Copper TEM grid with carbon mesh, photographed at 60X magnification

Samples were applied last time to a wafer-thin "grid" and today they will be loaded into the TEM and placed under vacuum. The grid can be made of many kinds of materials. All have lines of a conductive metal, in our case copper, that disperse the electron beam and thereby help keep the sample from being blown to bits by the energy in the beam. A carbon mesh is strung between the metal lines. Once a sample has been applied to the grid, it's only the portions that come to rest on the carbon mesh can be visualized, along with any imperfections in the carbon mesh itself.


We're fortunate to have an expert from Angie Belcher's lab who will run the TEM grids you prepared. We've reserved the 2010FEG TEM, which is located in the basement of Bldg 24. Since the room that houses the instrument is small, we'll head over in our "supergroups," starting at about 1:30. The grids will take less than an hour to visualize and when you're not at the TEM, you should be working with your lab partner on your research proposal.
Here are some examples of the kinds of images you'll get at TEM today:
File:Phage SWNTs TiO2 2.tifFile:Phage SWNTs TiO2 3.tifFile:Phage SWNTs TiO2 4.tifFile:Phage SWNTs TiO2 5.tif


These assignments

  • should be done before the next lab period
  • are ungraded
  • can be uploaded to the Stellar drop-box that's here.

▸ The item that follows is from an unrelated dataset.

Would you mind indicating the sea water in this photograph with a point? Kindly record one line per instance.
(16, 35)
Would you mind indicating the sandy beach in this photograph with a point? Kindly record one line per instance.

You are STRONGLY encouraged to do these assignments since they all serve as important starting materials for your major graded assignments. An answer key for many of the assignments will be posted after you have uploaded your assignment.

M3D3 assignment: Prepare a figure of your nanowires from one of the TEM images that has been posted. The figure should be "publication ready," i.e. with all the traditional elements found for figures in a research article. If you'd like to examine other figures from TEM studies, consider some of the Belcher lab's publications, e.g. Nano Lett., 2005, 5 (7), pp 1429–1434 DOI: 10.1021/nl050795d or Nano Lett., 2010, 10, pp 2433-2440 DOI: 10.1021/nl1005993.


Your team's research pre-proposal is due in lecture, M3D4. Please print out a copy of your wiki page as well as be prepared to show the page to the class and talk about it briefly. This is a great opportunity to get feedback and help with your ideas.